YOLOv7 on RTSP Stream

This project demonstrates the use of SiMa’s PePPi API to run real-time object detection on a live RTSP video stream using the YOLOv7 model. The application uses SiMa’s MLSoC hardware for accelerated inference and streams the annotated output via UDP.

Purpose

This pipeline is designed to:

  • Capture live video from an RTSP source.

  • Perform object detection using the YOLOv7 model.

  • Annotate frames with bounding boxes and labels.

  • Stream the results to a specified host via UDP.

This setup is ideal for edge inference applications requiring high-speed, low-latency visual processing.

Configuration Overview

The runtime configuration is managed through project.yaml. The following tables explain the input/output and model configuration.

Input/Output Configuration

Parameter

Description

Example

source.name

Type of input source

"rtspsrc"

source.value

RTSP video stream URL

"<RTSP_URL>"

udp_host

Destination host IP for UDP output

"<HOST_IP>"

port

UDP port number

"<PORT_NUM>"

pipeline

Pipeline name for inference

"yoloV7Pipeline"

Model Configuration (Models[0])

Parameter

Description

Value

name

Model identifier

"yolov7"

targz

Path to the YOLOv7 model archive

"<targz_path>"

label_file

Class label file path

"labels.txt"

normalize

Whether to apply normalization

true

channel_mean

Input channel mean values

[0.0, 0.0, 0.0]

channel_stddev

Input channel stddev values

[1.0, 1.0, 1.0]

padding_type

Input padding type

"CENTER"

aspect_ratio

Maintain original aspect ratio during preprocessing

true

topk

Max number of detections returned per frame

10

detection_threshold

Confidence threshold for detections

0.7

decode_type

Decode method used during postprocessing

"yolo"

Main Python Script

The Python script does the following:

  1. Loads project.yaml to read configuration.
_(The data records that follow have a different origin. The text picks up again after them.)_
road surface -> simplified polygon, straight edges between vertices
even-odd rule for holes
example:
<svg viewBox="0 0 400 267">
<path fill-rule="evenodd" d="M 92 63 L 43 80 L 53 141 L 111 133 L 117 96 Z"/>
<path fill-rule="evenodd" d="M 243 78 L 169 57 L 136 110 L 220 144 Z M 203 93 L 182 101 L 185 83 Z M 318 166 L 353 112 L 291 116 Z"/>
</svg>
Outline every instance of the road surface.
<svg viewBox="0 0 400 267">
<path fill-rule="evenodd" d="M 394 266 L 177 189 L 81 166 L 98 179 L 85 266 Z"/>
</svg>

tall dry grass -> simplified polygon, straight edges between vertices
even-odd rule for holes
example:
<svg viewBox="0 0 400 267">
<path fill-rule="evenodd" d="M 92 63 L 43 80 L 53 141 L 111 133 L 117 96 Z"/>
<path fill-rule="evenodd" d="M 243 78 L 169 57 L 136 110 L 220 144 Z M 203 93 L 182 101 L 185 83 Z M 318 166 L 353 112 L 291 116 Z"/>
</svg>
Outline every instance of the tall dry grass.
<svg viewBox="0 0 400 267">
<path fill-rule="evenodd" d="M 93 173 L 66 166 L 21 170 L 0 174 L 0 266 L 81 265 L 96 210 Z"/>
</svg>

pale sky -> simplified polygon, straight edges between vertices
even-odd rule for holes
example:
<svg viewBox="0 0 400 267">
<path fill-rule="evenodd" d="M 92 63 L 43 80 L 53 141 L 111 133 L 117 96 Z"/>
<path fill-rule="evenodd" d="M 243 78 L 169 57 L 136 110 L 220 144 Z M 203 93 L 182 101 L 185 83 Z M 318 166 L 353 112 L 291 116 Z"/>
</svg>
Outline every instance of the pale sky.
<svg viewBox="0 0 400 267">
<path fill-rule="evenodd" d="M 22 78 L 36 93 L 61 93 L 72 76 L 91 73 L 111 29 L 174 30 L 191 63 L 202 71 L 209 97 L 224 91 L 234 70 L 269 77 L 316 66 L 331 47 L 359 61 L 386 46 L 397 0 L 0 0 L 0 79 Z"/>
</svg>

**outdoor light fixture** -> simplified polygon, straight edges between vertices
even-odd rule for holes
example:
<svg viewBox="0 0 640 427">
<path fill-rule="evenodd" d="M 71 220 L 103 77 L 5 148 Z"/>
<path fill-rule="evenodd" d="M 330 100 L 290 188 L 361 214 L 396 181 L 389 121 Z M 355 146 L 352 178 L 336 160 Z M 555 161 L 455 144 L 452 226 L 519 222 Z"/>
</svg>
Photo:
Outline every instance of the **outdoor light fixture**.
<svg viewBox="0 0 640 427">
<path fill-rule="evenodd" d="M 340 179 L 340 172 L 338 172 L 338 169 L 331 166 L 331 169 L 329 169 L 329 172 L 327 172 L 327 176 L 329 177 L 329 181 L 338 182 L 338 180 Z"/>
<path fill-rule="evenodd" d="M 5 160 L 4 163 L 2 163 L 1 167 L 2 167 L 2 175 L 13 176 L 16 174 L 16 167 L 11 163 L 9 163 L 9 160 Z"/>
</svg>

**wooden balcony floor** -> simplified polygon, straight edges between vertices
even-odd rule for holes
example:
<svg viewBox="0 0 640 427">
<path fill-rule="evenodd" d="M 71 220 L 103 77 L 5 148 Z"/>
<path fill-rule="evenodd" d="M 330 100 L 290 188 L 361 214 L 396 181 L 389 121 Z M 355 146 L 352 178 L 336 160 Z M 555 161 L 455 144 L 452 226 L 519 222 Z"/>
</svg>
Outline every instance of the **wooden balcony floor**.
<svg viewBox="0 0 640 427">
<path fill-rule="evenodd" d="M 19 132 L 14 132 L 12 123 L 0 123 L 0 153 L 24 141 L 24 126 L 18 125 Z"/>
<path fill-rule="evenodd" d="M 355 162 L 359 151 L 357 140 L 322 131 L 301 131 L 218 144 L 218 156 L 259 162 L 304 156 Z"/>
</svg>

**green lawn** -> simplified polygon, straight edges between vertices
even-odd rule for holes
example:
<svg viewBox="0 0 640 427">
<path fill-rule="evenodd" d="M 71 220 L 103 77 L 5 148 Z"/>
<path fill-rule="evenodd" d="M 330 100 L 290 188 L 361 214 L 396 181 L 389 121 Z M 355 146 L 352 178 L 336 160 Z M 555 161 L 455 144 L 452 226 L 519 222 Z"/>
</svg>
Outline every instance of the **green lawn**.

  2. Initializes a VideoReader for RTSP input and a VideoWriter for UDP output.

  3. Sets up a YOLOv7 inference session using MLSoCSession.

  4. In a loop:

    • Captures a video frame.

    • Runs inference.

    • Renders bounding boxes and class labels.

    • Sends the annotated frame to the UDP endpoint.

The application is packaged using mpk create and deployed to the target device using SiMa’s deployment tools.

Model Details

  • Download from here.

  • Model: YOLOv7

  • Normalize Input: Yes (mean: [0.0, 0.0, 0.0], stddev: [1.0, 1.0, 1.0])

  • Detection Threshold: 0.7

  • Output: Top 10 detections per frame

  • Bounding Box Rendering: SimaBoxRender